Actually, you could implement a simple distributed cache coherency
protocol for executables with a slight modification of the rpc.statd
code in current and a minor change to the NFS client.

It wouldn't be an NFS spec compliant implementation afterwards, but it
would solve the problem.

I would like to see a flag in the mount structure for FS's which is
inherited from the FS type, so that the dev of an inode about to be
exec'ed may be dereferenced through the mount struct to decide if
the image is coming from local stable storage, local removable
storage, or network storage.

I would also like to se an option where an executable image could be
forced into local memory.  If swap is available, it would be considered
to be local memory.

I would like to see a default of the current behaviour, with sysctl
based controls to cause the exec to force the image into local memory
in the local removable media case or the network storage case, or
both, under user configuration.

To solve your problem (and for my personal defaults selection), you
would set the flag for the exec from network storage case.

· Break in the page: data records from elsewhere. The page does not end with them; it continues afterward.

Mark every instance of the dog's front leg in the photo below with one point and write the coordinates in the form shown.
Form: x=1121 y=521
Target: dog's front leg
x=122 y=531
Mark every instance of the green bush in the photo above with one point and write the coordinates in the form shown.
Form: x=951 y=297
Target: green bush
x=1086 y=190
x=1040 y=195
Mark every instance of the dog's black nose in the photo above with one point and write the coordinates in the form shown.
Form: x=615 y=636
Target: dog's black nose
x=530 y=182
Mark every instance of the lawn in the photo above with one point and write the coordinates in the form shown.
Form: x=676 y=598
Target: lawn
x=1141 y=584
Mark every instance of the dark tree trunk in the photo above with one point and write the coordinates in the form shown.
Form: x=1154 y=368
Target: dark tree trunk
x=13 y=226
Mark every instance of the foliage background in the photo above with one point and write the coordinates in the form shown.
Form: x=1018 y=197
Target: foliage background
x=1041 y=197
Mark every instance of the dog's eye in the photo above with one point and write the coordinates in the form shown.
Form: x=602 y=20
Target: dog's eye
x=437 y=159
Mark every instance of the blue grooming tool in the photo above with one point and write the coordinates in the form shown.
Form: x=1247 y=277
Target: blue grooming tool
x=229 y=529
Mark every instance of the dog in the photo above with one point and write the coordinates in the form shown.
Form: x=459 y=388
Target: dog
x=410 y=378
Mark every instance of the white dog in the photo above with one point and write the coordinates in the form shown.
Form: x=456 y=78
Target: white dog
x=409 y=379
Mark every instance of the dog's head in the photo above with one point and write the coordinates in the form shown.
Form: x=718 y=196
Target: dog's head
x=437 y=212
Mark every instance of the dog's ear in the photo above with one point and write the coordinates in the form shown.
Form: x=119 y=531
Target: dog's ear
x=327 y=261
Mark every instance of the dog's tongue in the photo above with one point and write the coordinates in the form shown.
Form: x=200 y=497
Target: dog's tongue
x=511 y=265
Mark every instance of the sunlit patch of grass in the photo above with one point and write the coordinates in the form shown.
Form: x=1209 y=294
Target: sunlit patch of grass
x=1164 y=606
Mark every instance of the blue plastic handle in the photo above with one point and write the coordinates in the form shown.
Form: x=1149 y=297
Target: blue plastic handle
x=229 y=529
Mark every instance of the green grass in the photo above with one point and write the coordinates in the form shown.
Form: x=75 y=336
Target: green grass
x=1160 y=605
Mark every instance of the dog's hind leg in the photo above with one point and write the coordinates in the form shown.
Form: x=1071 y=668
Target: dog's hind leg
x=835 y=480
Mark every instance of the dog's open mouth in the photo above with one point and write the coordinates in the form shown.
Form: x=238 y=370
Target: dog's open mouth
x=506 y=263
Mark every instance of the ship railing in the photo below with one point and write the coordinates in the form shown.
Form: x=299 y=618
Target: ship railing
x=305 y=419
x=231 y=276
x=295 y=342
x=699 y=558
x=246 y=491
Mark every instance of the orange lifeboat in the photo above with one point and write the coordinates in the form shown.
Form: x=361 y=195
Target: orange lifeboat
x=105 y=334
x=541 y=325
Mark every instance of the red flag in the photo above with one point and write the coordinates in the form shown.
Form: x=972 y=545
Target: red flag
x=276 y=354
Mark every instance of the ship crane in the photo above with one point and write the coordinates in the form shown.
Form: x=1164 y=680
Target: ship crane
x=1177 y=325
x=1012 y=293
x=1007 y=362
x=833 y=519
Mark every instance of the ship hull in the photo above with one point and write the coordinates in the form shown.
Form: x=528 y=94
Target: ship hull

Mach, Linux, SunOS, Solaris, SVR4, SCO Xenix, etc., all have the
behaviour of using an image for swap store, and when the image is
modified without notification (the image is modified on the NFS
server case) or when the image is "deleted" without notification
the CDROM/floppy removal case), the client system is the one that
suffers.

What makes this particularly onerous in NFS is that one NFS client
can intentially crash another NFS client of the same server, given
knowledge of what programs are running and a writable server store.
In addition, this method can be used to hack an otherwise secure
client, typically by rewriting the target page on the server so
that when the accept completes on sendmail, it throws up a shell,
or something similar.  Sendmail is SUID root, so it is a bad example,
but telnetd (/usr/libexec/telnetd) is a good candidate for this hack,
since the ruserok() does not specifically block vouchsafe for "bin",
only for "root", and telnetd is owned by "bin".  Since this bin owned
binary will be run by root (inetd) on a client connect, it is an
ideal place to hack.


Besides the security issues, it's just plain annoying to have the
client quit functioning, or hang pending a pagin from the server
when the server has gone down (diskless/dataless configurations
of SunOS are frequently sworn at for this failing).


					Regards,
					Terry Lambert
					terry@lambert.org
---
Any opinions in this posting are my own and not those of my present
or previous employers.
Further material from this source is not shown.